Раздался хор ворчливого согласия с этим заявлением, и впервые с начала полета установилось некое коллективное благодушие, когда они ели и пили вместе, а разговор сделался общим. Все сознавали хрупкость ощущения, будто они единая команда, но никто не смел это комментировать, пока, в самом конце трапезы, Нико не сказал:
— Вот так мне нравится больше.
Повисло короткое молчание, как это бывало на всех совместных обедах, но его нарушил Дэнни Железный Конь:
— Послушай, Сандос, есть новая ракхатская песня, над которой я сейчас работаю…
— Дэнни, прекрати! — запротестовал Джон. — Никаких деловых разговоров.
Но Эмилио не нахмурился, и Дэнни воспринял это как разрешение продолжать.
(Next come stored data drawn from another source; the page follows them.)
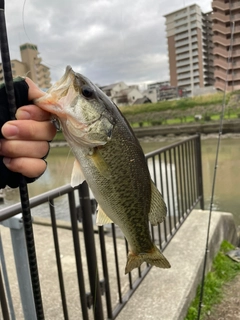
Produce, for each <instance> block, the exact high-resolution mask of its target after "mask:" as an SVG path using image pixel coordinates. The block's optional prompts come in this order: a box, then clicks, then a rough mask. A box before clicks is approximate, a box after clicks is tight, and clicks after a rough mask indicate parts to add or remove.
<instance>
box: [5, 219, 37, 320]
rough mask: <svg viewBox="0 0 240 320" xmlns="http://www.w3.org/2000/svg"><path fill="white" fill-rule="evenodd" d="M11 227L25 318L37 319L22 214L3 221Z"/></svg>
mask: <svg viewBox="0 0 240 320" xmlns="http://www.w3.org/2000/svg"><path fill="white" fill-rule="evenodd" d="M1 224H2V225H4V226H5V227H8V228H10V232H11V239H12V247H13V254H14V259H15V265H16V272H17V277H18V284H19V291H20V296H21V300H22V308H23V313H24V319H25V320H35V319H37V317H36V309H35V303H34V298H33V291H32V283H31V277H30V272H29V262H28V255H27V248H26V242H25V233H24V228H23V221H22V214H18V215H15V216H14V217H12V218H10V219H8V220H5V221H3V222H1Z"/></svg>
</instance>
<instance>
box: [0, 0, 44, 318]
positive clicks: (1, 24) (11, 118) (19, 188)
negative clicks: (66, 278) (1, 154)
mask: <svg viewBox="0 0 240 320" xmlns="http://www.w3.org/2000/svg"><path fill="white" fill-rule="evenodd" d="M0 48H1V57H2V68H3V74H4V80H5V88H6V93H7V99H8V105H9V113H10V117H11V119H12V120H14V119H15V113H16V101H15V94H14V85H13V77H12V68H11V60H10V54H9V47H8V38H7V28H6V21H5V3H4V0H0ZM19 193H20V199H21V205H22V217H23V225H24V231H25V239H26V246H27V252H28V260H29V269H30V275H31V281H32V290H33V297H34V302H35V309H36V316H37V319H38V320H44V312H43V305H42V298H41V290H40V282H39V276H38V267H37V257H36V251H35V243H34V236H33V228H32V217H31V211H30V205H29V196H28V188H27V183H26V180H25V177H24V176H23V175H21V176H20V182H19Z"/></svg>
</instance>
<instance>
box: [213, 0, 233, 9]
mask: <svg viewBox="0 0 240 320" xmlns="http://www.w3.org/2000/svg"><path fill="white" fill-rule="evenodd" d="M212 8H213V9H220V10H229V3H223V2H221V1H217V0H213V2H212Z"/></svg>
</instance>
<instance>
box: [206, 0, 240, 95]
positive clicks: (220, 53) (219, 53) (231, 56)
mask: <svg viewBox="0 0 240 320" xmlns="http://www.w3.org/2000/svg"><path fill="white" fill-rule="evenodd" d="M212 8H213V14H212V21H213V43H214V50H213V53H214V76H215V79H216V80H215V88H216V89H218V90H225V89H226V91H233V90H239V89H240V2H239V0H237V1H234V0H233V1H231V0H230V1H225V0H214V1H213V2H212Z"/></svg>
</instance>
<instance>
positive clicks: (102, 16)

— Лишь этот один фрагмент, — настойчиво сказал он. — Он необычен, Сандос. Я в самом деле считаю важным — с политической точки зрения, — чтобы мы поняли значение этих стихов; без твоей помощи не разобраться.
— Дэнни… — начал Джон снова.
— Когда мне потребуется адвокат, я дам тебе знать, — предупредил Эмилио. Джон пожал плечами: «Я умываю руки». Эмилио продолжил:
— Хорошо, Дэнни. Давай послушаем.
Сама мелодия была узнаваема, точно музыка Моцарта, и столь же мощно воздействовала на эмоции, как произведения Бетховена. Если не считать басовой партии, исполняемой баритоном голоса были не похожи ни на что слышанное раньше: бархатистые, роскошные альты, мерцающие, искрящиеся сопрано — и все сплетено в гармонии, от которых перехватывает дыхание. Затем единственный голос — восходящий все выше, выше, безнадежно увлекающий за собой…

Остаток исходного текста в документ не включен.